Chinese streamers need qualifications to talk about professional topics

Chinese streamers need qualifications to talk about professional topics
FILE PHOTO: Livestreaming sessions by Chinese livestreamers Li Jiaqi and Viya, whose real name is Huang Wei, (L) are seen on Alibaba’s e-commerce app Taobao displayed on mobile phones in this illustration picture taken December 14, 2021. REUTERS/Florence Lo/Illustration

Have you ever BS’d your way through a conversation so well that 10 minutes in, you realize you’re still talking and have no idea what you’re talking about? Well, according to the Chinese government, online influencers don’t have the liberty to do that anymore.

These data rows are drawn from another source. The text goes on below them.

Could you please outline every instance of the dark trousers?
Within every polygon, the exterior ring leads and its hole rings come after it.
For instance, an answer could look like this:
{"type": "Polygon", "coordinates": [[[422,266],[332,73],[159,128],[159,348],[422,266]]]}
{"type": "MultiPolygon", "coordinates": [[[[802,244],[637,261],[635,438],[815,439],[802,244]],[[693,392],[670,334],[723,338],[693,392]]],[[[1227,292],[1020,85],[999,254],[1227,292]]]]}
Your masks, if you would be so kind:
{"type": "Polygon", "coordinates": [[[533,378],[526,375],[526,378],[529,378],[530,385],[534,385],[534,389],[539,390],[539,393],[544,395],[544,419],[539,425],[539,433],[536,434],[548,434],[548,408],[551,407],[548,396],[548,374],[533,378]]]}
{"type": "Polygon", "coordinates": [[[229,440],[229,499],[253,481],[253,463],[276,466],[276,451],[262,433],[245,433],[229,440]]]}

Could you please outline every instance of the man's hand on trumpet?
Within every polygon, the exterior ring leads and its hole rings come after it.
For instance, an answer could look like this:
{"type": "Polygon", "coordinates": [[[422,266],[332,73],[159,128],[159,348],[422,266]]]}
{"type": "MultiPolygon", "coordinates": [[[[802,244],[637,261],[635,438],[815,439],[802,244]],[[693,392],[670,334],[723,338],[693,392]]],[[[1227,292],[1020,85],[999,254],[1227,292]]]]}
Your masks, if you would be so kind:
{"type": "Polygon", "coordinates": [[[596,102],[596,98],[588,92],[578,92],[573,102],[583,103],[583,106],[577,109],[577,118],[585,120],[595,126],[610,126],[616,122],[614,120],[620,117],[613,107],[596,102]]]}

According to China’s State Administration of Radio and Television and the Ministry of Culture and Tourism, content that requires a “higher professional level” (think medicine or law) will require credentials to be discussed. What this means is that influencers, including video game livestreamers and celebrities, will need to show their credentials to livestreaming platforms. Then, it will be up to those platforms to review them.

This is another step in a long line of Beijing’s efforts to crack down on China’s biggest tech companies like Tencent and Alibaba and clean up the trendy livestreaming industry. Over the past year and a half, the country has put in a number of new regulations on tech and streaming, such as banning children under 16 from watching livestreams after 10 p.m. and preventing kids from buying virtual gifts for their favorite streamers.

The two agencies laid out a general “code of conduct” for streamers, which includes preventing them from using Deepfake technology to tamper with party or state leaders and showing excessive food waste or excessively luxurious lifestyles, and it prohibits content that could be considered sexually suggestive or provocative.